How Are Dirty Pages Generated in GaussDB(DWS)?¶
Causes¶
By using the versioning concurrency control (MVCC) mechanism, GaussDB(DWS) can achieve consistency and concurrency for multiple transactions that access the database simultaneously. This mechanism has the benefit of avoiding read-write conflicts, but the drawback of causing disk bloat and dirty pages.
The scenarios are as follows:
When the DELETE operation is performed on a table, data is logically deleted but not physically deleted from the disk.
When the UPDATE operation is performed on a table, GaussDB(DWS) logically marks the data to be updated as delete and inserts new data.
For the DELETE and UPDATE operations in a table, the data marked as deleted is called discarded tuples. The proportion of discarded tuples in the entire table is the dirty page rate. Therefore, when the dirty page rate of a table is high, the proportion of data marked as deleted in the table is high.
Solution:¶
GaussDB(DWS) provides a system view for querying the dirty page rate. For details, see section "PGXC_STAT_TABLE_DIRTY" in Data Warehouse Service (DWS) Development Guide .

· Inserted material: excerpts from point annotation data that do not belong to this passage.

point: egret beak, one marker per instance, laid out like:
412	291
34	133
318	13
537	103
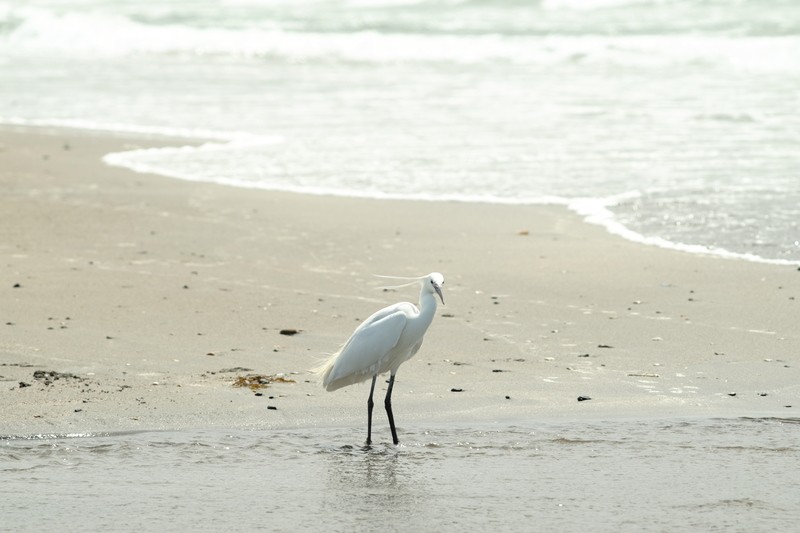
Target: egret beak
439	292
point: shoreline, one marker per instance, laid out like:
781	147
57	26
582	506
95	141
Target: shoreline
140	291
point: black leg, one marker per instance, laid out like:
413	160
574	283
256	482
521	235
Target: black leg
388	404
370	403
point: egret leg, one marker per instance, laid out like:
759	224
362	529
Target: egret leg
370	403
388	403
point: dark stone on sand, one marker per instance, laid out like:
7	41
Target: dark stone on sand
51	375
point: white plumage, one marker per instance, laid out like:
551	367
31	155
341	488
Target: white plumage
382	343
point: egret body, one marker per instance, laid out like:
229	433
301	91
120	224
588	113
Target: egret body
381	344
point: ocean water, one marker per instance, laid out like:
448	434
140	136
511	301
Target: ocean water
625	475
670	122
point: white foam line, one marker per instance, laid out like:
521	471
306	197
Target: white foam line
596	211
593	210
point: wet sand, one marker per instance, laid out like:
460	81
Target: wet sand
134	301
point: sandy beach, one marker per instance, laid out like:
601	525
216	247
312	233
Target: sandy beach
132	301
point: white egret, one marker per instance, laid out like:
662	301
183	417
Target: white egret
382	343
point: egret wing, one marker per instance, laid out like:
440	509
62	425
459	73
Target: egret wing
370	344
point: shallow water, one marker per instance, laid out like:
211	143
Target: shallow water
629	475
672	123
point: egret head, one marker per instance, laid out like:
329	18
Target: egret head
434	282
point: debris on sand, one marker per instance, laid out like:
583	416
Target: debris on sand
49	376
260	381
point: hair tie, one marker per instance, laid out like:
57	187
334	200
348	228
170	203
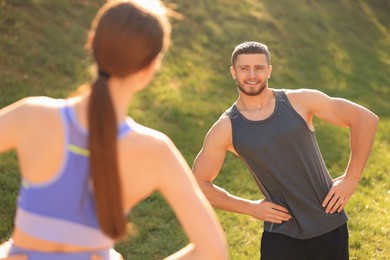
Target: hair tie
104	74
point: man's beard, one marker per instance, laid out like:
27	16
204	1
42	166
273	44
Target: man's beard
255	93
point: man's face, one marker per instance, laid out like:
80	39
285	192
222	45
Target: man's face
251	73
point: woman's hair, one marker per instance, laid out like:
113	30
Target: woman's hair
128	36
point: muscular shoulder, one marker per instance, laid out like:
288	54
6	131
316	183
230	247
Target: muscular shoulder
307	99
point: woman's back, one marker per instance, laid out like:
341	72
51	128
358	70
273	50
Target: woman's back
80	174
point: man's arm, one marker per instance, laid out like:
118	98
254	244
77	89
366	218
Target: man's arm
362	124
206	168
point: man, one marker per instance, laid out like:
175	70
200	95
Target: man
272	132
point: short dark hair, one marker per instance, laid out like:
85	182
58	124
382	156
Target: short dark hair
250	48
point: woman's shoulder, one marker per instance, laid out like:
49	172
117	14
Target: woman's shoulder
146	139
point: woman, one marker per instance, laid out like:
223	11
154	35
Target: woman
84	164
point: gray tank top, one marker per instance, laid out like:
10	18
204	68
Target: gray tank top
283	156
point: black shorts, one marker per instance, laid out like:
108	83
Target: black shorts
330	246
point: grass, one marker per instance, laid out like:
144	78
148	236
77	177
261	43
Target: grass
341	48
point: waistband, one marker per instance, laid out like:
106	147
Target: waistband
36	255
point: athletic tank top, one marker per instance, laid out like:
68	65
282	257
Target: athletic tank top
62	210
283	156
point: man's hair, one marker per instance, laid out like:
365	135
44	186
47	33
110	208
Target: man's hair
250	48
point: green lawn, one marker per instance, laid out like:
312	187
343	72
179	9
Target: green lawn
339	47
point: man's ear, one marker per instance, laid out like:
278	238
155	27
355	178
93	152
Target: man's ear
89	44
270	71
233	72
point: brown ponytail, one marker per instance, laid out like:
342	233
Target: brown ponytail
128	36
103	160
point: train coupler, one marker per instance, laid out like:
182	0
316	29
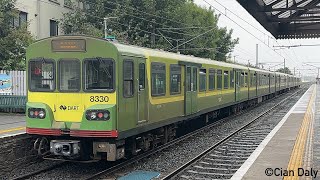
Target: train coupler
65	148
41	146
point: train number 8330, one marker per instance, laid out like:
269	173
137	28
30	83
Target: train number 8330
99	99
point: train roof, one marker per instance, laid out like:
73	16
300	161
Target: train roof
142	51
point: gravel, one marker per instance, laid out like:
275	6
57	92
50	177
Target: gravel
181	153
162	162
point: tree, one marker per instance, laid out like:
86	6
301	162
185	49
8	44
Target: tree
13	40
174	25
284	70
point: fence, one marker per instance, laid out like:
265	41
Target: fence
13	91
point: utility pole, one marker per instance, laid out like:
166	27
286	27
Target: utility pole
257	55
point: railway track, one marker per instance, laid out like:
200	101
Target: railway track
250	149
224	158
114	167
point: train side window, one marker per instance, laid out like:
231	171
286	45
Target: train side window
128	78
231	79
195	79
212	75
202	79
158	79
98	75
142	75
219	79
226	79
242	79
175	79
69	75
246	81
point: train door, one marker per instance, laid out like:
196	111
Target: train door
237	85
191	94
142	92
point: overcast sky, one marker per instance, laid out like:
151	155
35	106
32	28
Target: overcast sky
246	49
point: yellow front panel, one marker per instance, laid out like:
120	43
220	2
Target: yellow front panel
69	107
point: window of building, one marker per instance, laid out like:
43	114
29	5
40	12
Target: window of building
69	75
158	79
128	78
226	79
232	79
142	75
53	28
212	75
202	79
41	75
219	79
99	74
20	20
175	79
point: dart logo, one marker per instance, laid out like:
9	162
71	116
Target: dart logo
62	107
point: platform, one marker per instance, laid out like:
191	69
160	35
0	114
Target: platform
291	149
12	124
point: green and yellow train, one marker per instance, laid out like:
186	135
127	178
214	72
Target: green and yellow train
93	99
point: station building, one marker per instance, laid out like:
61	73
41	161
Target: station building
43	16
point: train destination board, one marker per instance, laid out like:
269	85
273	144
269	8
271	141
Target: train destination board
68	45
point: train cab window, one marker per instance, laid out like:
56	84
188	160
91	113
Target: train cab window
41	75
98	75
202	79
219	79
158	79
128	78
142	75
175	79
226	79
212	74
69	75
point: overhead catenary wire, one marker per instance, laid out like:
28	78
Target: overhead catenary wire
244	28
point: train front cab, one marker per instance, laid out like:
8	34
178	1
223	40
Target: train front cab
72	97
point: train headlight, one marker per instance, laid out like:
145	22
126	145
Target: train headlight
39	113
99	115
93	115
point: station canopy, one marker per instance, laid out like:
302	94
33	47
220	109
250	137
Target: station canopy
286	19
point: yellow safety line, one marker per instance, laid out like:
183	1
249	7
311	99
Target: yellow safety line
12	129
296	158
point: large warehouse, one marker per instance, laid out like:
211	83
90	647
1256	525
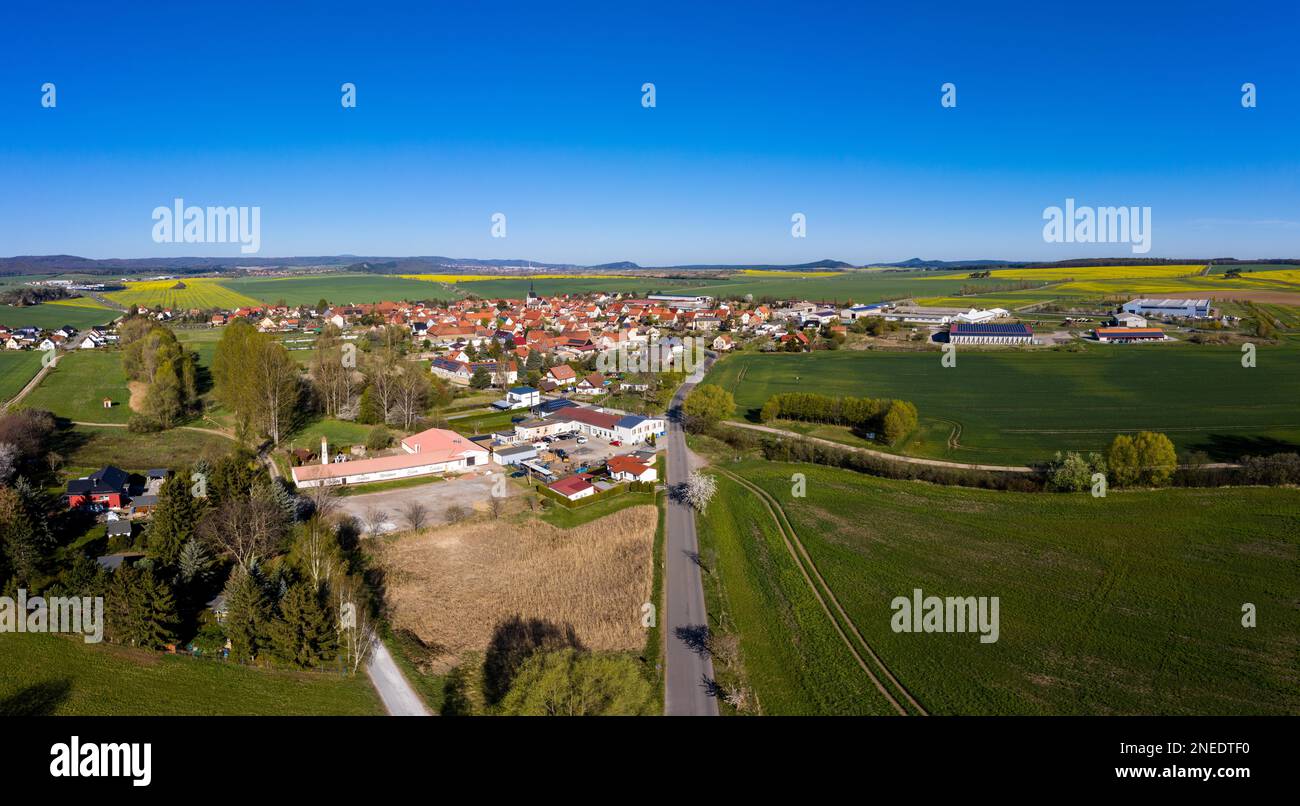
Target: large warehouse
1130	334
1190	308
433	451
1017	333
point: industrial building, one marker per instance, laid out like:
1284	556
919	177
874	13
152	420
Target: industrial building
1188	308
965	333
432	451
1130	334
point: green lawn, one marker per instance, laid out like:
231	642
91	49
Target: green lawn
87	446
791	655
78	385
17	367
1125	605
57	675
1022	406
50	315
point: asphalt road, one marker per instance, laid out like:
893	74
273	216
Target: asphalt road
689	670
399	698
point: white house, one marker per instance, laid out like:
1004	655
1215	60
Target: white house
432	451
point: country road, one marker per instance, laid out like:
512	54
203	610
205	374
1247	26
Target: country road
689	668
399	698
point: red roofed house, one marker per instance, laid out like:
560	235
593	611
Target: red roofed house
629	468
433	451
572	488
562	375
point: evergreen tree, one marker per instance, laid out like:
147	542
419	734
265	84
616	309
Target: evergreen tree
304	633
247	614
176	519
368	410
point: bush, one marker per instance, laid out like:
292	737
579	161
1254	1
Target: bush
378	438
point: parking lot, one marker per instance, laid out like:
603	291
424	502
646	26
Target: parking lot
468	492
593	451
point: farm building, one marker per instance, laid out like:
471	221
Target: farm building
572	488
1130	334
1129	320
963	333
520	397
432	451
1190	308
629	429
514	454
629	468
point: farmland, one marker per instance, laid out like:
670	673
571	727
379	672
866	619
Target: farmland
79	312
1013	407
17	367
77	386
195	293
1125	605
55	675
336	289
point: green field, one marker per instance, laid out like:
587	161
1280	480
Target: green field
86	313
1123	605
17	367
90	447
791	657
336	289
77	386
1013	407
56	675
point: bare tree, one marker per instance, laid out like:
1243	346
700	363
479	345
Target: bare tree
247	528
411	389
356	635
416	515
375	519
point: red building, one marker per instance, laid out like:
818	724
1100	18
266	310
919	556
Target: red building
107	486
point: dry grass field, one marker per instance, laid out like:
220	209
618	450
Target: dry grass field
451	586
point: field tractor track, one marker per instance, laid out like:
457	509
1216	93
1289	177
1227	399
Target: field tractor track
823	593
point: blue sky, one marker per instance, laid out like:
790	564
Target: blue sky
762	111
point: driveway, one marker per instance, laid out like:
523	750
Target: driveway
469	490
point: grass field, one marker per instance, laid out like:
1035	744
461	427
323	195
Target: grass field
788	651
55	675
198	293
17	367
336	289
1013	407
91	447
77	386
1123	605
57	313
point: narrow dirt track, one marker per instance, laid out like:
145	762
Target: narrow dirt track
805	562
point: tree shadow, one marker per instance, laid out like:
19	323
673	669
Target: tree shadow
38	700
696	637
516	640
1229	447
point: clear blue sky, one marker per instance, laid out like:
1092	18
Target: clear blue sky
765	109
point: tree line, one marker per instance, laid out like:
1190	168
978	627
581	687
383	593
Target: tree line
889	420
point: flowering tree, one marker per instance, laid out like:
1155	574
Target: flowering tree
698	490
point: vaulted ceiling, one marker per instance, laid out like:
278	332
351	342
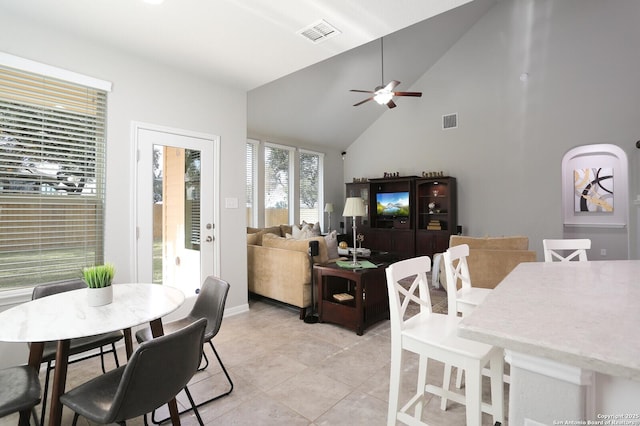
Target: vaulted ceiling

To solve the problem of disk space bloat caused by high dirty page rate, GaussDB(DWS) provides the VACUUM function to clear the data logically marked as deleted. For details, see "VACUUM" in Data Warehouse Service (DWS) SQL Syntax Reference .
VACUUM does not release the allocated space. To completely reclaim the cleared space, run VACUUM FULL.
Note
VACUUM FULL clears and releases the space of deleted data, improving database performance and efficiency. However, running VACUUM FULL consumes more time and resources, and may cause some tables to be locked. Therefore, run VACUUM FULL only when the database load is light.
To reduce the impact of disk bloat on database performance, you are advised to do VACUUM FULL on non-system catalogs whose dirty page rate exceeds 80%. You can determine whether to do VACUUM FULL based on service scenarios.